His designs for the children's house, kindergarten and school in Degania Alef embodied the social and educational principles of the kibbutz movement.

Kauffmann was asked to design the northern neighborhoods of Tel Aviv, based on the urban plans of Patrick Geddes. In 1927, he was appointed a member of the British Mandate town planning committee. He built private residences all over the country and participated in design competitions.

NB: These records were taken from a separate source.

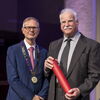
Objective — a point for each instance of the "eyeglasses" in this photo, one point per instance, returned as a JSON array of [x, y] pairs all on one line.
[[31, 27]]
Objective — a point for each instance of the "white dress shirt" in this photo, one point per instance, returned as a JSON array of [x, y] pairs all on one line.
[[72, 47]]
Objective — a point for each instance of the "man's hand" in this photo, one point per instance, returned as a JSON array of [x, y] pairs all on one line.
[[36, 97], [48, 63], [72, 94]]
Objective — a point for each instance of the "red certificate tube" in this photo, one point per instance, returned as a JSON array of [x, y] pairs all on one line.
[[60, 76]]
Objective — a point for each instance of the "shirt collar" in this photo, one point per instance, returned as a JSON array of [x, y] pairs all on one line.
[[77, 35], [28, 46]]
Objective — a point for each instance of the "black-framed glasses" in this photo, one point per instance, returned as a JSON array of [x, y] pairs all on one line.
[[30, 27]]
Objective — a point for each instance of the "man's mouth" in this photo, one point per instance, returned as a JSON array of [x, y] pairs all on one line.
[[67, 27]]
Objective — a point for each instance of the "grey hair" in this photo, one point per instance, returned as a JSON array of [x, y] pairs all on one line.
[[30, 18], [69, 10]]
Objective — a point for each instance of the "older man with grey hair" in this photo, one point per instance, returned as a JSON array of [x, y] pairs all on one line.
[[78, 57]]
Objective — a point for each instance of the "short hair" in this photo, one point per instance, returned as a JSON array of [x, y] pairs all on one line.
[[69, 10], [30, 18]]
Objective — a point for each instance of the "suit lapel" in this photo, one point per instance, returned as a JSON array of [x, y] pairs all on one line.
[[77, 53]]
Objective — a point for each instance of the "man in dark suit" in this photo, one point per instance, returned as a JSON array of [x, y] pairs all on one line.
[[82, 65], [25, 68]]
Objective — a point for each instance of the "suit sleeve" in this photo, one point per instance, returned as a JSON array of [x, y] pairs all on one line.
[[93, 71], [13, 78], [47, 71]]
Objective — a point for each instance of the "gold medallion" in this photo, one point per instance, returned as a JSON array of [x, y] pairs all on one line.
[[34, 79]]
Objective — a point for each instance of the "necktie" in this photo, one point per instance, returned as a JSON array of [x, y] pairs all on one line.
[[64, 57], [31, 56]]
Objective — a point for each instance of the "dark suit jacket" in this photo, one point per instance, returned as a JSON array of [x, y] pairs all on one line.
[[84, 69], [19, 76]]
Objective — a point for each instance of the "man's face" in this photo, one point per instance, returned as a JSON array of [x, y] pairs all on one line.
[[30, 30], [69, 25]]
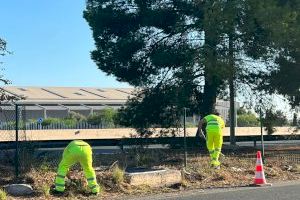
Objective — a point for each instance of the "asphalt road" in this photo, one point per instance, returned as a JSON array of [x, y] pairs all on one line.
[[281, 191]]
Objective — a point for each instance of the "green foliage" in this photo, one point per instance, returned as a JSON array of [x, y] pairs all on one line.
[[3, 195], [246, 119], [189, 58], [46, 190], [272, 119], [118, 175], [152, 112]]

He was one of the architects of the Levant Fair (Hebrew Yarid HaMizrah) in 1932–1934. He planned the layout of the pavilions.

Kauffmann designed some new Israeli cities, such as Afula and Herzliya, and neighborhoods in major Israeli cities such as Rehavia, Beit Hakerem, Talpiyot and Kiryat Moshe in Jerusalem, and Hadar HaCarmel, Neve Sha'anan, Bat Galim and Central Carmel in the city of Haifa.

===Concept and style===
The main idea in his urban planning was the incorporation of Ebenezer Howard's idea of Garden suburbs, as a manifestation of social ideals, with the ideals of agricultural-Zionist communities, and with the pragmatical needs of the inhabitants of those communities and the settling organizations requests. He was influenced by Neoclassicist architecture, but his urban and agricultural community planning also addressed specific environmental and climate conditions.